Résumé : Chaque année, des milliers de lois sont proposées au vote des Assemblées. Il s’agit presque toujours de changements apportés à une législation préexistante, ce qui a fini par faire du Droit un maquis où les spécialistes eux-mêmes se perdent. Mais ce phénomène a d’autres effets que l’entretien d’une classe de juristes. Il agit en profondeur sur les esprits, les accoutumant à accepter l’irrationnel, sous l’effet stupéfiant du mythe du Progrès : tout changement étant perçu comme allant vers un mieux. Or le mieux est l’ennemi du bien.
M. Davies, s’appuyant sur la tradition philosophique, montre qu’en abolissant une coutume tout changement introduit un désordre, nuisible par essence. Il faudrait des raisons graves et certaines avant d’y procéder. Notre manie du changement dénote donc, chez les dirigeants, que la recherche effrénée du pouvoir (à laquelle ce changement sert d’outil) l’emporte largement sur celle du bien commun.

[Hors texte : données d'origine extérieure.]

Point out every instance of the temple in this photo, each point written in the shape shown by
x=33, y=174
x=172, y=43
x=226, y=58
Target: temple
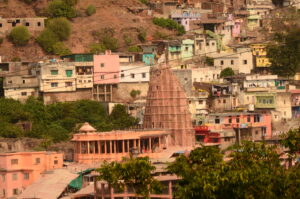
x=167, y=107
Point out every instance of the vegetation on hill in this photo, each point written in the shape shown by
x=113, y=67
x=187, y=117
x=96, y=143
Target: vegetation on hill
x=20, y=35
x=57, y=121
x=169, y=24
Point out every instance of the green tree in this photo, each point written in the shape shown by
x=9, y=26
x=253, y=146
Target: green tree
x=133, y=172
x=47, y=39
x=59, y=8
x=90, y=10
x=20, y=35
x=226, y=72
x=284, y=53
x=61, y=27
x=121, y=119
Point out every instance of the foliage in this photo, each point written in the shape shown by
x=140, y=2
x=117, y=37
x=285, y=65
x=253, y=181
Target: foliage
x=209, y=61
x=142, y=35
x=135, y=93
x=47, y=39
x=252, y=171
x=55, y=122
x=90, y=10
x=60, y=8
x=226, y=72
x=97, y=48
x=133, y=172
x=60, y=49
x=284, y=54
x=169, y=24
x=134, y=49
x=20, y=35
x=61, y=27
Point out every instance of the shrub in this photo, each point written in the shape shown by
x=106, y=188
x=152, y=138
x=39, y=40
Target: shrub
x=90, y=10
x=142, y=35
x=169, y=24
x=47, y=39
x=59, y=8
x=20, y=35
x=134, y=49
x=97, y=48
x=61, y=27
x=60, y=49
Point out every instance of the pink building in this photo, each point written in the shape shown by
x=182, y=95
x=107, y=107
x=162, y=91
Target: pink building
x=19, y=170
x=247, y=125
x=106, y=68
x=92, y=146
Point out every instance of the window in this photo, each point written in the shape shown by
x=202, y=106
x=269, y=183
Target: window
x=15, y=191
x=37, y=160
x=68, y=84
x=26, y=176
x=54, y=72
x=54, y=84
x=14, y=161
x=69, y=73
x=15, y=176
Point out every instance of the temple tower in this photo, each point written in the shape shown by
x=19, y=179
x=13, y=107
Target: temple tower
x=167, y=107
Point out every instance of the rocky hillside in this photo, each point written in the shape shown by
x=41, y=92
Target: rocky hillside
x=124, y=17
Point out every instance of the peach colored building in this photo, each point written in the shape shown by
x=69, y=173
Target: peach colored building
x=92, y=146
x=19, y=170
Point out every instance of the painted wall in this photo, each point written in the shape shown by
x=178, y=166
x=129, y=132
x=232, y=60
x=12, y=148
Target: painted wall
x=106, y=68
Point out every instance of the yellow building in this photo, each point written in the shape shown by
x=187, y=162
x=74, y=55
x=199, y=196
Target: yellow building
x=259, y=51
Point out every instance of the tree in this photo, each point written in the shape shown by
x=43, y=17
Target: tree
x=59, y=8
x=133, y=172
x=47, y=39
x=284, y=54
x=61, y=27
x=20, y=35
x=227, y=72
x=90, y=10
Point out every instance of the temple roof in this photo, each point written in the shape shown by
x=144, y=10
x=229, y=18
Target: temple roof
x=87, y=127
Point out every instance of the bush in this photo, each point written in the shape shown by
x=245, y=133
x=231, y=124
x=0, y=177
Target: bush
x=61, y=27
x=20, y=35
x=59, y=8
x=90, y=10
x=47, y=39
x=169, y=24
x=134, y=49
x=60, y=49
x=142, y=35
x=97, y=48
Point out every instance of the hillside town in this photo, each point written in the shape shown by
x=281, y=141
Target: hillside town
x=213, y=82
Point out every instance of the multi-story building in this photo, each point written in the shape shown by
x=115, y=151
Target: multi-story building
x=20, y=169
x=33, y=24
x=106, y=76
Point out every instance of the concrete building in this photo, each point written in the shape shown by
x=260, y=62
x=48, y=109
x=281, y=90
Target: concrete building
x=106, y=76
x=240, y=60
x=92, y=146
x=20, y=169
x=33, y=24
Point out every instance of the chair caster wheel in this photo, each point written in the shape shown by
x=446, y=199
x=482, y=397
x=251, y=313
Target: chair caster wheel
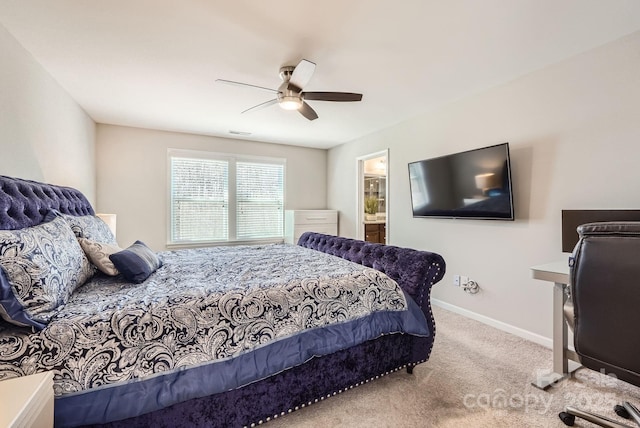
x=568, y=419
x=621, y=411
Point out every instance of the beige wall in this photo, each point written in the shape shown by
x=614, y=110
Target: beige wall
x=574, y=132
x=132, y=176
x=44, y=134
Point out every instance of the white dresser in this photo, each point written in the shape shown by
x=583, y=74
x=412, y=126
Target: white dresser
x=296, y=222
x=27, y=402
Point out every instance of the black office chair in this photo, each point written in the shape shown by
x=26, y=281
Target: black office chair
x=605, y=290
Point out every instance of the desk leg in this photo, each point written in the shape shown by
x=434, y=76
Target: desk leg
x=560, y=333
x=561, y=352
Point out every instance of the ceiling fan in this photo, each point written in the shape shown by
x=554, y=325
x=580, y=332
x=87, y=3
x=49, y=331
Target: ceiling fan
x=290, y=95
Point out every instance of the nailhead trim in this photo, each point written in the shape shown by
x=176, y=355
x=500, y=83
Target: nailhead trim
x=261, y=421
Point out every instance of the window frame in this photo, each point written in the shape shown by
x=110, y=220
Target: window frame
x=232, y=159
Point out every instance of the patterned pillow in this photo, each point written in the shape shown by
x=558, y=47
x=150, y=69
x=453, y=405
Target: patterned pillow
x=137, y=262
x=98, y=253
x=87, y=226
x=40, y=266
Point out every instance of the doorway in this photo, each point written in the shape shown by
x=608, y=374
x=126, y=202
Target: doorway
x=373, y=197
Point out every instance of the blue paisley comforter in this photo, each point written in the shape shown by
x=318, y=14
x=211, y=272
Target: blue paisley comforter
x=231, y=315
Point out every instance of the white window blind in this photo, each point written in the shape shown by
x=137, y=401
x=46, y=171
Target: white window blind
x=259, y=200
x=224, y=198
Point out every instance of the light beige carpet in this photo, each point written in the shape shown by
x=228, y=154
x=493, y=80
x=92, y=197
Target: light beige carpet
x=477, y=376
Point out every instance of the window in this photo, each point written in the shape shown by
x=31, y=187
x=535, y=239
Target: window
x=224, y=198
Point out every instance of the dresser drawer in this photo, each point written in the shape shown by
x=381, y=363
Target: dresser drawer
x=327, y=229
x=296, y=222
x=315, y=217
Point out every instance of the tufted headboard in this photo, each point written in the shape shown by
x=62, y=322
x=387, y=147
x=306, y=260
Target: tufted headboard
x=24, y=203
x=414, y=270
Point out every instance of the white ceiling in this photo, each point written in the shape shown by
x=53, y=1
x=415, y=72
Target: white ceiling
x=153, y=63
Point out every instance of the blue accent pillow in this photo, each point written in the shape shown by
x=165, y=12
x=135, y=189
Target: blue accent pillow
x=136, y=263
x=40, y=266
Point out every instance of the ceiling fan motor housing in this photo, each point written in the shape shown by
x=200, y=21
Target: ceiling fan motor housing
x=289, y=99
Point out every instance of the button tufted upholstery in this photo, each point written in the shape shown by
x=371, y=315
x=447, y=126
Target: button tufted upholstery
x=24, y=203
x=415, y=271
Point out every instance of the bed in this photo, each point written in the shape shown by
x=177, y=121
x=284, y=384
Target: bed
x=219, y=336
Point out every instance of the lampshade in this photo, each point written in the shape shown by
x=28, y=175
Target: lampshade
x=110, y=220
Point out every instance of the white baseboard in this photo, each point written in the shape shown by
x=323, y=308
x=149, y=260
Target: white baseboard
x=525, y=334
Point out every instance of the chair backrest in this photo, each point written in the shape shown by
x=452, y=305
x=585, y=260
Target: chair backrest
x=605, y=287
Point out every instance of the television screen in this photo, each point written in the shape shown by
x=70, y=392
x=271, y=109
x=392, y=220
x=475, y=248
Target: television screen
x=475, y=184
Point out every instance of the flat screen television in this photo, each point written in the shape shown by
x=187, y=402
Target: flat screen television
x=475, y=184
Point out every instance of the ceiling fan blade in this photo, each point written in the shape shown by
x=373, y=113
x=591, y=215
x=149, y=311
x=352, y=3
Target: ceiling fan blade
x=308, y=112
x=331, y=96
x=262, y=105
x=231, y=82
x=301, y=75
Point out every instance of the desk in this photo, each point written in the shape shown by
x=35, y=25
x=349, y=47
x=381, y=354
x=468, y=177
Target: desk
x=558, y=273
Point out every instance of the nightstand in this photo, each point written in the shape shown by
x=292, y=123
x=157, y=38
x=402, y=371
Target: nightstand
x=27, y=401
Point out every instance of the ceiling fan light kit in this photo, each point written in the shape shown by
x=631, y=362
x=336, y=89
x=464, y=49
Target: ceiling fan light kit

Si l’on considère les diverses sortes de lois humaines, qu’il s’agisse du droit public, des lois liturgiques, des règlements sportifs ou des règles de grammaire, il apparaît clairement que ces lois n’ont en elles-mêmes aucune valeur intrinsèque, mais qu’elles ne sont que des moyens d’atteindre une fin, et que cette fin est le bien commun de ceux à qui elles sont ordonnées. Il n’y a peut-être en soi aucune raison particulière de conduire à droite ou à gauche; mais il est clair que l’intérêt commun de tous les automobilistes d’un pays donné est de conduire du même côté. Saint Thomas définit une loi comme « une ordonnance de raison établie et promulguée en vue du bien commun par celui qui détient l’autorité au sein d’une communauté. »3

Toutes les autorités catholiques s’accordent avec saint Thomas quand il définit la nature de la loi humaine: à savoir qu’ecclésiastique ou civile, elle est une ordonnance de l’autorité publique qui a le droit d’exiger l’obéissance, mais qui doit elle-même se conformer aux exigences de la raison et entraîner à l’évidence un effet bienfaisant pour ceux qu’elle concerne4. Saint Thomas, suivi par d’autres auteurs, nous avertit que toute modification de la législation existante ne doit être effectuée qu’avec une extrême prudence, en particulier quand ce changement est susceptible de modifier des coutumes fort anciennes. À l’appui de cette affirmation, il cite les Décrétales5 : « C’est chose absurde, haïssable et honteuse de laisser porter atteinte aux traditions qui nous viennent de nos pères. » Il ajoute que le simple fait de changer une loi, quand bien même ce serait pour la remplacer par une loi meilleure, « est en soi préjudiciable au bien commun; car la coutume est fort utile à l’observance des lois, si l’on considère que ce qui est accompli au préjudice d’une coutume universelle est un acte tenu pour grave, même s’il s’agit de questions secondaires.»6

Saint Thomas traite de la question du changement des lois dans sa Somme théologique. Examinant cette question, il pose en prémisses qu’il existe deux raisons éloignées qui peuvent conduire légitimement à modifier les lois7. La première tient à la nature de l’homme qui, étant un être rationnel, est conduit graduellement par sa raison de ce qui est moins parfait à ce qui l’est davantage. La seconde raison se trouve dans les actes mêmes qui sont régis par la loi, lesquels sont susceptibles de changer en fonction des diverses circonstances où se trouvent les hommes et dans lesquelles ils doivent œuvrer.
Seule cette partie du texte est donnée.